Figure 5.

[Ca²⁺]_Cleft is increased in myocytes from AnkB^+/− mice. (A) Working hypothesis. NCX and NKA density in the T-tubules is reduced in myocytes from AnkB^+/− mice, which may result in slower Ca²⁺ extrusion from the junctional cleft and consequently elevated [Ca²⁺]_Cleft compared with WT myocytes.
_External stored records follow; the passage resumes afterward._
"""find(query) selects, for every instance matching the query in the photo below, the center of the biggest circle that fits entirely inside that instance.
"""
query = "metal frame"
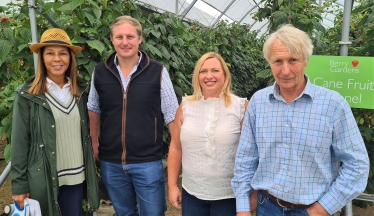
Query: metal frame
(348, 5)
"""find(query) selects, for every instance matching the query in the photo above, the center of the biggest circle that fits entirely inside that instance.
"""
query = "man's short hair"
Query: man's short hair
(297, 42)
(127, 19)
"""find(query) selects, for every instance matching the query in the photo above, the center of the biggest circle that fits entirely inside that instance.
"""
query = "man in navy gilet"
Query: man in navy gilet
(131, 97)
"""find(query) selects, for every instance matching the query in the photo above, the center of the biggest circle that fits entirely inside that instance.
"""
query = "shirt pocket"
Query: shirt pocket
(313, 141)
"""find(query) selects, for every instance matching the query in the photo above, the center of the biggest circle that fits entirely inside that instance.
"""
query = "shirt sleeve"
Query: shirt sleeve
(93, 98)
(169, 102)
(349, 148)
(246, 162)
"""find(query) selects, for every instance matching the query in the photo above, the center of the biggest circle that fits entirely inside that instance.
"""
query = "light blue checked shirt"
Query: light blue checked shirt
(169, 102)
(292, 149)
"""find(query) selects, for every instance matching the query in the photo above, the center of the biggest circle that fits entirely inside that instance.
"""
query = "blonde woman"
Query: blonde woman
(52, 158)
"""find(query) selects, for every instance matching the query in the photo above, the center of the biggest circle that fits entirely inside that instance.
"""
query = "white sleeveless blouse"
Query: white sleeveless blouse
(210, 137)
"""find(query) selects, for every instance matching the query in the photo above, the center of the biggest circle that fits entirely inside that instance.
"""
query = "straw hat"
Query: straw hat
(55, 37)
This higher [Ca²⁺]_Cleft may activate RyR through direct sensitization and indirectly by activating local CaMKII. (B) Example of [Ca²⁺]_Cleft measurements with GCaMP2.2-FKBP12.6. (C) Mean decrease in fluorescence intensity upon application of 0Na⁺/0Ca²⁺ external solution and tetracaine for AnkB^+/− and WT myocytes. (D) [Ca²⁺]_Cleft calculated from data in panel C using the in situ characteristics of GCaMP2.2-FKBP12.6. (E) Mean decrease in GCaMP2.2-FKBP12.6 fluorescence upon inhibition of sarcolemmal Ca²⁺ transport in 0Na⁺/0Ca²⁺ solution (Sarc) and blockade of SR Ca²⁺ leak with tetracaine (SR). Data in panels C–E are from 24 cells from three different AnkB^+/− mice and 20 cells from three WT mice. Statistical differences between groups were determined using Student's t-test. *P < 0.05 and ***P < 0.001.